Sejumlah petugas pembersih sampah berbincang di salah satu tempat pembuangan sampah sementara (TPS) di Jalan Wahidin Kota Cirebon. Volume sampah yang mencpai 500 ton perhari di Kota Cirebon membutuhkan pengelolaan serius, salah satunya dengan melibatkan pihak swasta.
____________________________________________________________________________________________________



Sampah yang jumlahnya sangat banyak di Kota Cirebon hingga 1.500 kubik atau setara 500 ton per hari, membutuhkan penanganan serius agar tidak menjadi masalah di kemudian hari. Mengingat volumenya yang sangat besar tersebut, dalam penanganannya Pemerintah Kota Cirebon disarankan untuk menggandeng pihak ketiga, agar semua persoalan sampah dapat tertangani dengan baik.

 

Hal itu dikemukakan Ketua DPRD Kota Cirebon, Edi Suripno terkait pengelolaan penanganan sampah di Kota Cirebon yang jumlahnya terus meningkat dari tahun ke tahun. Menurut Edi, Kota Cirebon perlu memiliki alat pengolah sampah secara modern yang miliki kapasitas besar.

“Produksi sampah kita sekarang kurang lebih sudah sekitar 1.500 kubik atau kira-kira 400-500 ton per harinya. Menurut saya perlu adanya kerjasama dengan skema build, operate and transfer (BOT) dengan pihak ke tiga, dalam hal ini pihak swasta. Ini saya menyarankan ke Pemkot, karena anggarannya sangat besar,” kata Edi, Jumat (7/4).

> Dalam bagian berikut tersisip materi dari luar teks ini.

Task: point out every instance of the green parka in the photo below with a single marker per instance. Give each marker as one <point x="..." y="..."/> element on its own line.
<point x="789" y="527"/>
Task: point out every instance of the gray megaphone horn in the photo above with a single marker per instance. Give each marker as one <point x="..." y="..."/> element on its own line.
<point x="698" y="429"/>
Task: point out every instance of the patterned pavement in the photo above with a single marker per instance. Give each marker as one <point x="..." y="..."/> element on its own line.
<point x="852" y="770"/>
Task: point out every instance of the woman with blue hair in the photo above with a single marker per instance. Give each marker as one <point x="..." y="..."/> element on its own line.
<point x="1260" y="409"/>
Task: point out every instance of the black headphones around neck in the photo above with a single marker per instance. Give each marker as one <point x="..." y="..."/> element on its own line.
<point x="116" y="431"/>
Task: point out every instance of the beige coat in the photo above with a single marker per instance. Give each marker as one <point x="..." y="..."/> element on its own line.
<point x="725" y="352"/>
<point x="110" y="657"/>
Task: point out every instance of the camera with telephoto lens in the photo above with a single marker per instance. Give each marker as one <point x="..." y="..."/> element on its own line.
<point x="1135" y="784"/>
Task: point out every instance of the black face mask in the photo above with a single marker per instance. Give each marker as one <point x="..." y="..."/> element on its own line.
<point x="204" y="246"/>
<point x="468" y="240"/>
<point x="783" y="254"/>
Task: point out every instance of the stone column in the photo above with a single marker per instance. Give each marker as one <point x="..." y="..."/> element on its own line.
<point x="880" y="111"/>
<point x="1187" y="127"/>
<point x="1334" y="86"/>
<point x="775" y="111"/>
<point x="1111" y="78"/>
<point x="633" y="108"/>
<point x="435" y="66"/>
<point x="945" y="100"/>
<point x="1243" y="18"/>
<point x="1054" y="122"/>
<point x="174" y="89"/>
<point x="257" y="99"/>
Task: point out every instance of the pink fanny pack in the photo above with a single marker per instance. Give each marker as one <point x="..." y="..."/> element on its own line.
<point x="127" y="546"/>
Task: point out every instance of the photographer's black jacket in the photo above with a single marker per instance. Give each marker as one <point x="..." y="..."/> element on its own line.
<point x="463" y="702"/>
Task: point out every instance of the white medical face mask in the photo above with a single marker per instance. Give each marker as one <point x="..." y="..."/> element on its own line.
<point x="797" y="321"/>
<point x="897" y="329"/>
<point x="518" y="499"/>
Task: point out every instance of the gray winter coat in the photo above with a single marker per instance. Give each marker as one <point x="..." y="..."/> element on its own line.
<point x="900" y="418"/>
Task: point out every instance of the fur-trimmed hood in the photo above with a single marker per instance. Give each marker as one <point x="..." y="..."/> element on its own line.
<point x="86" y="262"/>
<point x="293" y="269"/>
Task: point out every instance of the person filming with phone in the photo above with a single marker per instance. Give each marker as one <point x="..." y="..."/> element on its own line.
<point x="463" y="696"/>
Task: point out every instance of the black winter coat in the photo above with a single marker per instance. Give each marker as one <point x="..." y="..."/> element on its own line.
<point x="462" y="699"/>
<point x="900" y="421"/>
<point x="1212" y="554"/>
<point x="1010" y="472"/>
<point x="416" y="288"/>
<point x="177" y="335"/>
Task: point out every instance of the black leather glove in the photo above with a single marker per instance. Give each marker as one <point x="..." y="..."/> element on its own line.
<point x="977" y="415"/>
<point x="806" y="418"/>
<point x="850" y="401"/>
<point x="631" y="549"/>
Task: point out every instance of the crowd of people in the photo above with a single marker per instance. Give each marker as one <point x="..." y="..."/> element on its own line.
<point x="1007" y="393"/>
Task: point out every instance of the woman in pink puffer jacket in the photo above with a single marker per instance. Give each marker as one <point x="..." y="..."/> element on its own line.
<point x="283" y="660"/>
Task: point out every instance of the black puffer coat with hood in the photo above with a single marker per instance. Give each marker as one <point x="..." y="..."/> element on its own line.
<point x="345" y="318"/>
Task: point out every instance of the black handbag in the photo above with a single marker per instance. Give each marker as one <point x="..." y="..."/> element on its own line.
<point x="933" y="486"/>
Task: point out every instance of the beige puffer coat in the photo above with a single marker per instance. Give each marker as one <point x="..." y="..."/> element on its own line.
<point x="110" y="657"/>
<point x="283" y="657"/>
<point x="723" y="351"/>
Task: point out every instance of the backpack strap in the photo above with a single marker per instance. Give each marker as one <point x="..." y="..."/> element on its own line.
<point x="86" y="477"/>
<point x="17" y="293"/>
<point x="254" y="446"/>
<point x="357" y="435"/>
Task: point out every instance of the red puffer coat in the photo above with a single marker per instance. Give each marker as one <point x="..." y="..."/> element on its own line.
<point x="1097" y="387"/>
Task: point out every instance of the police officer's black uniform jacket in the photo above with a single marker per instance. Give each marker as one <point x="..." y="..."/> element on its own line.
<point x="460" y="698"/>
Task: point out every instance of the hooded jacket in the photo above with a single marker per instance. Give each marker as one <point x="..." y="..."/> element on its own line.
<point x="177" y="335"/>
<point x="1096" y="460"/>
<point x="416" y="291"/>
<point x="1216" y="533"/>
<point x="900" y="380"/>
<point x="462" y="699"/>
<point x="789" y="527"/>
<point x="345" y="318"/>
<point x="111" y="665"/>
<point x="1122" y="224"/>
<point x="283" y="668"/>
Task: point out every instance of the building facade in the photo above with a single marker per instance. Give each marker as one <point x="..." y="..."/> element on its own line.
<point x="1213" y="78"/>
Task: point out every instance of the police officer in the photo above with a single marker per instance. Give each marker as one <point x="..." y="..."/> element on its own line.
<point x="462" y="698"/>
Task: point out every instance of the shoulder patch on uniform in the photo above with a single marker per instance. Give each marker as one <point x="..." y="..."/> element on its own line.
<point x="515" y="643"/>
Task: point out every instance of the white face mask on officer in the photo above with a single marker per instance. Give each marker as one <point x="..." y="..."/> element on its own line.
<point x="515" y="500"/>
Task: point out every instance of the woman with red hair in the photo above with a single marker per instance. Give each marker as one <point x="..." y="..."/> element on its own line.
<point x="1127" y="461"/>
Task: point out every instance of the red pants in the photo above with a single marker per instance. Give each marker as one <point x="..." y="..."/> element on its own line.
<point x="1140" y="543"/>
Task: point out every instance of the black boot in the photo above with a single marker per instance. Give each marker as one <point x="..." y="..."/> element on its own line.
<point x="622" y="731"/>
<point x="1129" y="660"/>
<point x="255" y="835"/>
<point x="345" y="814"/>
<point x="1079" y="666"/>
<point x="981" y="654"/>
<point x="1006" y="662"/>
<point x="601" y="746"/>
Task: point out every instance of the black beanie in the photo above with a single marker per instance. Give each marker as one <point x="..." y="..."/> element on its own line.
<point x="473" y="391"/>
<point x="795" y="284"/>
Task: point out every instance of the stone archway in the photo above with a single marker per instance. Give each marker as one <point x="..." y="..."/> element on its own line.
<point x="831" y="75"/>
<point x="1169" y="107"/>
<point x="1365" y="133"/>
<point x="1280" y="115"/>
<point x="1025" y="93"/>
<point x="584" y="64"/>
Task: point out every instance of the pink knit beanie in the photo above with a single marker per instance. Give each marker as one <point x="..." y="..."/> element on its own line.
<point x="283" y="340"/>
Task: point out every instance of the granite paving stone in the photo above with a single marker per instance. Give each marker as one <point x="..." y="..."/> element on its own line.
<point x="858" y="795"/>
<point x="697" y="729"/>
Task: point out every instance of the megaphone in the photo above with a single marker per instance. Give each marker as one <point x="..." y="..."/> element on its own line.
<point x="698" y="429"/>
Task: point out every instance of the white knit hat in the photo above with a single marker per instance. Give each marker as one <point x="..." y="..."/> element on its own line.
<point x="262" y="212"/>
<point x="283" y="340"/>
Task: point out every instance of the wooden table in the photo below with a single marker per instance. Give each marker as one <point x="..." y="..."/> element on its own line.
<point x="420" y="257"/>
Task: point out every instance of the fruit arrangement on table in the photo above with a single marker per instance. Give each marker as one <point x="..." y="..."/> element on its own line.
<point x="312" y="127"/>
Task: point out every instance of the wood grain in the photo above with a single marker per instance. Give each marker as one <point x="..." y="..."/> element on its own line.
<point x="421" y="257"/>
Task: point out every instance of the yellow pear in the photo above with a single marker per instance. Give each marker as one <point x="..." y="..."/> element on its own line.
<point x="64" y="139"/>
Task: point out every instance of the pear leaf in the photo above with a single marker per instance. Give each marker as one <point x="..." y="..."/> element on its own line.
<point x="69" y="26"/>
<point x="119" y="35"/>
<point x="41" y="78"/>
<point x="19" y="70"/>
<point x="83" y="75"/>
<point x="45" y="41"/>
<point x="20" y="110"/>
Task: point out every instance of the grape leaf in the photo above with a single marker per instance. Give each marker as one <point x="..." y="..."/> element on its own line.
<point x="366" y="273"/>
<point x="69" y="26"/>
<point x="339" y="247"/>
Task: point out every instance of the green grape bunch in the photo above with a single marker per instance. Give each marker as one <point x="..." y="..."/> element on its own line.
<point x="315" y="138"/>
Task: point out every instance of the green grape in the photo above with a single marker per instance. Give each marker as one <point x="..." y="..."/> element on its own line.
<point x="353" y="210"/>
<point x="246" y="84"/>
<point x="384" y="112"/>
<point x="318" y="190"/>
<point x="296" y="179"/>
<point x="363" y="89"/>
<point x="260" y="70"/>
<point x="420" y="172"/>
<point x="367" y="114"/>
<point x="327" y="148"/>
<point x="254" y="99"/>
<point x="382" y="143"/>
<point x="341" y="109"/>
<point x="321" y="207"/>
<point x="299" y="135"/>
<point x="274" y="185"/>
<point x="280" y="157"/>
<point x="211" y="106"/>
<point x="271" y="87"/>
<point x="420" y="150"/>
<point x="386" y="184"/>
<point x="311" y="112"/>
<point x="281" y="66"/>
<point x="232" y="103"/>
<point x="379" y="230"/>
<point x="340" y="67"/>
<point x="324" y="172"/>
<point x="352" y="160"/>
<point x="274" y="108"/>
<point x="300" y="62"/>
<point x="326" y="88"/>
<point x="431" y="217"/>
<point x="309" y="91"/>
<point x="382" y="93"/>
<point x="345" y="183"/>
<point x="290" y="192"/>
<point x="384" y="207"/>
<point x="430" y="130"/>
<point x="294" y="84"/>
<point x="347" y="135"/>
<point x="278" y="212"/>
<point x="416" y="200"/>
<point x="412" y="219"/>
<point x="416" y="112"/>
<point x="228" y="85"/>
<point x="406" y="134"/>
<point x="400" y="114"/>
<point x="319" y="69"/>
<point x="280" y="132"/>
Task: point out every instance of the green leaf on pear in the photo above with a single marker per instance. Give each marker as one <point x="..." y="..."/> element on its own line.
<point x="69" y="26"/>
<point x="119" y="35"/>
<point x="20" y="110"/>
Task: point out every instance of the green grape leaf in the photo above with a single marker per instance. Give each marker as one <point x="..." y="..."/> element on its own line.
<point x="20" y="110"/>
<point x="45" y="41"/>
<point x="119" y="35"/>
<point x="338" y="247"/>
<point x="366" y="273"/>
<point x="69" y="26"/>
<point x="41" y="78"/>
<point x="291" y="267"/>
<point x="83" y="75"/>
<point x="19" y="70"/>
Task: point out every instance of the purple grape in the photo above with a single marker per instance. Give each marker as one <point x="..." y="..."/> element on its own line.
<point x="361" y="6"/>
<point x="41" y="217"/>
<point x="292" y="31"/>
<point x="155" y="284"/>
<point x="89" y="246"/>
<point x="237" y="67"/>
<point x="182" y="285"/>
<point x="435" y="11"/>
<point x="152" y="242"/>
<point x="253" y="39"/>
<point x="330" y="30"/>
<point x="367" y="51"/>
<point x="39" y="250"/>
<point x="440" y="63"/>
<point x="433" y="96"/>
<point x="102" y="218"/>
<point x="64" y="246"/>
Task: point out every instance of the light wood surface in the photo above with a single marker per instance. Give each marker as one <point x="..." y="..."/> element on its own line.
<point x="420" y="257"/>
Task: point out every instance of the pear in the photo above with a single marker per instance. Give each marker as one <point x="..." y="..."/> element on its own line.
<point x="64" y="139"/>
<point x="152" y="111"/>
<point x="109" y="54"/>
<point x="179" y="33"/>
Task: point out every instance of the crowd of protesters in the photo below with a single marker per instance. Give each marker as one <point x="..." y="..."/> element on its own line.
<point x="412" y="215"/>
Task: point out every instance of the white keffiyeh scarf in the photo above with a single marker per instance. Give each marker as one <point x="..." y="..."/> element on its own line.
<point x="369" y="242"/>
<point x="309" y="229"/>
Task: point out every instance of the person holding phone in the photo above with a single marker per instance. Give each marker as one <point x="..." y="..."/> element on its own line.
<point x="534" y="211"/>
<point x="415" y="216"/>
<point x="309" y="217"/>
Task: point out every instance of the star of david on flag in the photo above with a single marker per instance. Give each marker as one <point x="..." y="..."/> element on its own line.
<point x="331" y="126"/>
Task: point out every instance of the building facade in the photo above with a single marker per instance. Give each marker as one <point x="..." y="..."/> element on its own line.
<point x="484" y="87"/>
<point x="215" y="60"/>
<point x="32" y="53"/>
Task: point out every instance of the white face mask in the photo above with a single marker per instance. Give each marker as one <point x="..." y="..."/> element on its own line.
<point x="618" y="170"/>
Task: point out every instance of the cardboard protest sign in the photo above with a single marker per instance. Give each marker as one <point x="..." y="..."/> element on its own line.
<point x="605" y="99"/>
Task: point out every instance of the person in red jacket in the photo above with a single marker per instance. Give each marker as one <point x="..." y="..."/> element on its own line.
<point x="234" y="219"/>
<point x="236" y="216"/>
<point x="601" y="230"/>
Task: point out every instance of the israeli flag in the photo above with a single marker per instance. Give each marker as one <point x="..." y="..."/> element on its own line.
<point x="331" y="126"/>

BOT adalah suatu bentuk pembiayaan proyek pembangunan dimana pelaksana proyek harus menyediakan sendiri pendanaan untuk proyek tersebut serta menanggung pengadaan material, peralatan, jasa lain yang dibutuhkan untuk kelengkapan proyek. Sebagai gantinya pelaksana proyek diberikan hak untuk mengoperasikan dan mengambil manfaat ekonominya sebagai ganti atas semua biaya yang dikeluarkan untuk selama waktu tertentu.

Menurut Edi, nantinya pihak swasta yang berminat dapat mempresentasikan kepada Pemkot, mulai dari kapasitas, teknik pengolahan, sampai bentuk kerja sama yanga mereka inginkan dalam penanganan pengelolaan smpah tersebut.

Menurutnya, BOT yang berupa kerja sama jangka panjang itu diawali dengan riset dan kajian yang sesuai. Melalui kerja sama jangka panjang dengan skema BOT tersebut, menurut Edi, Pemkot tidak perlu mengeluarkan uang, meski sebagai konsekuensinya untuk jangka waktu tertentu sampah akan dikelola pihak swasta.

“Kalau kita ada 500 ton sehari, maka kita perlu ada satu atau dua alat dengan kapasitas minimal 250 ton. Itu salah satu referensi saja,” tuturnya.

Ditambahkan Edi, semuanya harus dipersiapkan mulai sekarang, seperti riset dan kajian kelayakannya. Dan kalau pun wali kota menyetuji, dirinya berharap pada tahun 2018 nanti proyek tersebut, dapat mulai berjalan.

Sementara, Plt Kepala Dinas Lingkungan Hidup, Agung Sedijono, beberapa waktu yang lalu mengatakan, dalam undang-undang dimungkinkan dengan adanya keterlibatan pihak swasta dalam pengelolaan sampah. Menurutnya, undang-undang memberikan kesempatan keterlibatan swasta dalam pengelolaan sampah mulai mengelola sampah dari sumbernya, pengangkutan ke Tempat Pembungan Akhir (TPA) hingga pengelolaan TPA.

“Sekarang sudah mulai banyak pengelolaan sampah yang melibatkan pihak swasta, contohnya di Kota Batu Malang. Hasil pengelolaannya ada tiga produk yakni bahan bakar, pakan ternak dan pupuk organik, semua itu menggunakan sistem hidrotermal. Hal yang sama juga sudah diterapkan di perumahan elit di Summarecon Tangerang, kita juga berencana akan melihatnya ke sana,” kata Agus.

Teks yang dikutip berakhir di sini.